The Need For Drastic Changes in the Sales Profession
(This is the companion post for the Business Journal column questioning the craziness and ineffectiveness of the traditional sales model, and suggested solutions to enhance the sales process, and profitability)
Yes, that’s our old Looney Tunes friend, Wile E. Coyote (heavy on the Looney). His passion was always evident when attempting to capture and devour the Roadrunner, though his inability to adjust strategy (change!) caused him to be The Biggest Loser … literally, and from a weight-loss perspective.
For the last 15 years of my corporate sales career, I shook my head at what passed for sales sanity and logic. While almost always part of the senior leadership team, I kept my progressive methods to myself in the name of maintaining peace. Because of the pervasive nature of the age old sales model paradigm, straying from the norm was akin to voodoo or witchcraft in the CEO and President’s eyes.
At the risk of being placed on a wooden pole, with rocks hurled at me as people screamed “Witch! Burn him!” and marshmallows toasting below as angry flames grew tall, I performed my magic without the top dogs knowing a damn thing. I knew in the end that as long as my teams drove big numbers, I’d never get asked a thing. Not only was I right, those salespeople are top producers to this day.
Still, it was disheartening to know that my boss – the leader of the enterprise – often had no interest in what affected the most important objective of any company: driving customer demand.
Here are five more items to consider when breaking free of the “looney – cy” of what’s passed for sales and business development for over one hundred years. Thanks a lot, mssrs. Ziglar, Hopkins, Tracy, et al for setting us back to the Salem, MA witch hunts.
- Sales, Marketing, and yes – Operations – should report to one incredibly enlightened, talented and customer-centric leader. How else to ensure that the right thing will be done every single time without conflicting interests?
- Create new metrics centered around relevance, customer connectivity, competitive advantage(s), and ideation activities (helping the customer advance their value proposition). End-of-process metrics do absolutely nothing to enhance your company’s continuous improvement initiatives.
- If your customers have not become your sales force – and a passionate, enthusiastic sales force to boot – you’re doing something wrong.
- Recognize that salespeople do a lot more than just “sell,” so PLEASE pay them a fair salary for all of the other necessary (and beneficial) work they do.

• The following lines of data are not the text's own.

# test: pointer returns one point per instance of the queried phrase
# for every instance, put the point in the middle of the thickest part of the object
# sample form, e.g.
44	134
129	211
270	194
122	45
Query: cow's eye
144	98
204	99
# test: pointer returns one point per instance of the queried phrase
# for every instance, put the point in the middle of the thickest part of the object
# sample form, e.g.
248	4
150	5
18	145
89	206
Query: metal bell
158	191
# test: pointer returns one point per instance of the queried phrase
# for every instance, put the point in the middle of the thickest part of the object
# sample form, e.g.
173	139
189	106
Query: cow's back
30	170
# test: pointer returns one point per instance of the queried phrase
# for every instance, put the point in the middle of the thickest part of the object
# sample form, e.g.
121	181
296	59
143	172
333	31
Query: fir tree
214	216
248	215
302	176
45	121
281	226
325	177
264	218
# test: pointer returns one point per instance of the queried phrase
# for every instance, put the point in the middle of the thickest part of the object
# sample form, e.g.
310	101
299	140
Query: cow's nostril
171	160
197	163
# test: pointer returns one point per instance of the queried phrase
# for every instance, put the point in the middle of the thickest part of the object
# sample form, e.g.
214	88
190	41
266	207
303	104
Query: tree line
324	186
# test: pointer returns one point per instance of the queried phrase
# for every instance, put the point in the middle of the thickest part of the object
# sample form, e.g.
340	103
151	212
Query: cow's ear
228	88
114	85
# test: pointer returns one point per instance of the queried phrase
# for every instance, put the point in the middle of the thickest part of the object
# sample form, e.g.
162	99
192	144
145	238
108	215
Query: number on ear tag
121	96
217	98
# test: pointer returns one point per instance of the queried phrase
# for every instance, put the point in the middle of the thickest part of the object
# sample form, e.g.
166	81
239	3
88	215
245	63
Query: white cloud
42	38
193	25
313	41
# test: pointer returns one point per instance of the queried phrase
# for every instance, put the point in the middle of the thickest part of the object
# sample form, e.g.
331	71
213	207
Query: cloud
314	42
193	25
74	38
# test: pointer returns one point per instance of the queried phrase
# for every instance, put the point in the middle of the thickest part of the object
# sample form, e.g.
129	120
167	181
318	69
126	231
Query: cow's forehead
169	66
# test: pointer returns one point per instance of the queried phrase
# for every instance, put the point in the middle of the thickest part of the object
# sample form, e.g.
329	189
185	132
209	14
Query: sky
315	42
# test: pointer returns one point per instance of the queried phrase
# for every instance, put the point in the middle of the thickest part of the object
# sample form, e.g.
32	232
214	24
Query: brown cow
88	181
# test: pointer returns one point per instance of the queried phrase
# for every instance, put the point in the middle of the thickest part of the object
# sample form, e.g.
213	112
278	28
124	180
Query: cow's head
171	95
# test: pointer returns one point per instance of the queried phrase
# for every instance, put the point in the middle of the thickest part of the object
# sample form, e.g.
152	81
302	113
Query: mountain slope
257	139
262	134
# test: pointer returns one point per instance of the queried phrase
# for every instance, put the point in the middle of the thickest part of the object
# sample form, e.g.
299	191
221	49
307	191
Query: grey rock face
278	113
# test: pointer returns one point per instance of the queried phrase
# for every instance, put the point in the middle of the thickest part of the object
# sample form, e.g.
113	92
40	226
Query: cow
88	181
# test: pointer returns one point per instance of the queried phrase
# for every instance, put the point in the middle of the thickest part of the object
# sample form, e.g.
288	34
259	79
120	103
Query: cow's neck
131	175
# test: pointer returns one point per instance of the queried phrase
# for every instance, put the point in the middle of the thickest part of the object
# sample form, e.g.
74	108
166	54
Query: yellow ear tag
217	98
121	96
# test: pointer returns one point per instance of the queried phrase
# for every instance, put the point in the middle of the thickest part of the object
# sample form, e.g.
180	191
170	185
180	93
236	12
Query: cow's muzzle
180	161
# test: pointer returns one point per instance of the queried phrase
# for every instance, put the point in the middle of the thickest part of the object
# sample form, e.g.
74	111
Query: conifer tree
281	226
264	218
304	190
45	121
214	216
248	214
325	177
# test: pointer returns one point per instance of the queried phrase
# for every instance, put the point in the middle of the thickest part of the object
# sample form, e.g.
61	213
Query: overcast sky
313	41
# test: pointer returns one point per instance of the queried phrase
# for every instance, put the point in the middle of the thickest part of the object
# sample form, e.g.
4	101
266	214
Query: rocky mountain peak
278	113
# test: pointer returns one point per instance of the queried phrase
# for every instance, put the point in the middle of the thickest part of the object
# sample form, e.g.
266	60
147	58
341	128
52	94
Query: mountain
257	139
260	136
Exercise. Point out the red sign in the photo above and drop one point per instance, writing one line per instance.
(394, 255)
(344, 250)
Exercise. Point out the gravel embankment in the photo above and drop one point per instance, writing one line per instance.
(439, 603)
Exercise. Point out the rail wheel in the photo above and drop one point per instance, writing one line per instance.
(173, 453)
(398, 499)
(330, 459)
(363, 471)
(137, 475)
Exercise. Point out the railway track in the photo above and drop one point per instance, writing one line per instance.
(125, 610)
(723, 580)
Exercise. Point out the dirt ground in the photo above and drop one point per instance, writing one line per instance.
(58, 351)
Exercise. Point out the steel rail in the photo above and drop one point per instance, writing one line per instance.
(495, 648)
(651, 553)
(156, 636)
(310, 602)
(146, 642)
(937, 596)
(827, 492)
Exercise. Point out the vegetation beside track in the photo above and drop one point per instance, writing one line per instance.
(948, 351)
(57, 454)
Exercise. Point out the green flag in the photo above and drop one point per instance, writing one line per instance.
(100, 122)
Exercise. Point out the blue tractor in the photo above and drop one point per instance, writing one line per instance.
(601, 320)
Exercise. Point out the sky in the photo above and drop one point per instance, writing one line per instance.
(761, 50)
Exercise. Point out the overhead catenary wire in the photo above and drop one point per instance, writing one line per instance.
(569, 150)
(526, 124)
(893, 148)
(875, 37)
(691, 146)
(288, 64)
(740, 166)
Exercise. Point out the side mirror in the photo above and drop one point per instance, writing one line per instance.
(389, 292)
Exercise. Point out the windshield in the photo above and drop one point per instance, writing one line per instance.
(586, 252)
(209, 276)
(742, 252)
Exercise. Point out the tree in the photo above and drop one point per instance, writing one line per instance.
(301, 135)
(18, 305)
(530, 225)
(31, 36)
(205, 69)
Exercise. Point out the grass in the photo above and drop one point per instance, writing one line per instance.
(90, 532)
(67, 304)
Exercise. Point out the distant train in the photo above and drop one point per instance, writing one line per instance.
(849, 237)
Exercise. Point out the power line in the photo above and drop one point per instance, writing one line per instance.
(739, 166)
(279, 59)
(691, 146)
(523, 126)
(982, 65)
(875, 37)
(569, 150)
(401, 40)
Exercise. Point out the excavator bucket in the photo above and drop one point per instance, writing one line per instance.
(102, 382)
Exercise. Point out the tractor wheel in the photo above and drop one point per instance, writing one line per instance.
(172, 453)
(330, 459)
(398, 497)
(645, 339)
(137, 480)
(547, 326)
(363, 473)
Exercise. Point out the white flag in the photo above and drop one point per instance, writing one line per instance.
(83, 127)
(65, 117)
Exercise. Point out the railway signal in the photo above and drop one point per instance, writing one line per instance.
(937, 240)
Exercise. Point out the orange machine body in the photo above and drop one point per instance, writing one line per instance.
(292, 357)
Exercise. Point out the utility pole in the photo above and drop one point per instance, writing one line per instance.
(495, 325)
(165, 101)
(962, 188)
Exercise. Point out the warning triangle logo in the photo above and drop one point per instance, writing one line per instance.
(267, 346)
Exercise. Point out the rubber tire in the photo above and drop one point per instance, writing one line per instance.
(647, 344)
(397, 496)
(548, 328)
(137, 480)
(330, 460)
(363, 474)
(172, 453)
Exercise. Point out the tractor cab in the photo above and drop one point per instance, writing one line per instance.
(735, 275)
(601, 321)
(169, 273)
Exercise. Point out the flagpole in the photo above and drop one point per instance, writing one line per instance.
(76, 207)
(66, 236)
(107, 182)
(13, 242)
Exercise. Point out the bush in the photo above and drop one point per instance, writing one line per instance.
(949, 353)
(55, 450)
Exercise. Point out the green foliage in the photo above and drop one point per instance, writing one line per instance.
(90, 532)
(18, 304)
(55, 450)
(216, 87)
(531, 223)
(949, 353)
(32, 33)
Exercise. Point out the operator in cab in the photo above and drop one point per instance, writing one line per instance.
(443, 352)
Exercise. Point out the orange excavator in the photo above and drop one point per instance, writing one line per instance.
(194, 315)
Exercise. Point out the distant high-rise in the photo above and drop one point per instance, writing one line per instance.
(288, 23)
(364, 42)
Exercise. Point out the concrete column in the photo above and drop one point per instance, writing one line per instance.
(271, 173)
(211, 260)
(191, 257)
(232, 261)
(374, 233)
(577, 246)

- Directors, VPs, and the entire senior staff – including the CFO, CIO, CMO, and others – should get off their duffs and go build relationships with the top 20% of customers that’s driving 80% of the firm’s business. If the company and its senior staff aren’t the reasons why customers do business with you – which then only leaves the salesperson – then the company is highly vulnerable to losing its largest accounts. And, this happens all … the … time. It’s usually the primary reason why I get the call. CARE about the customers who make it possible to live the lifestyle you do. They’re not the enemy; they’re your boss.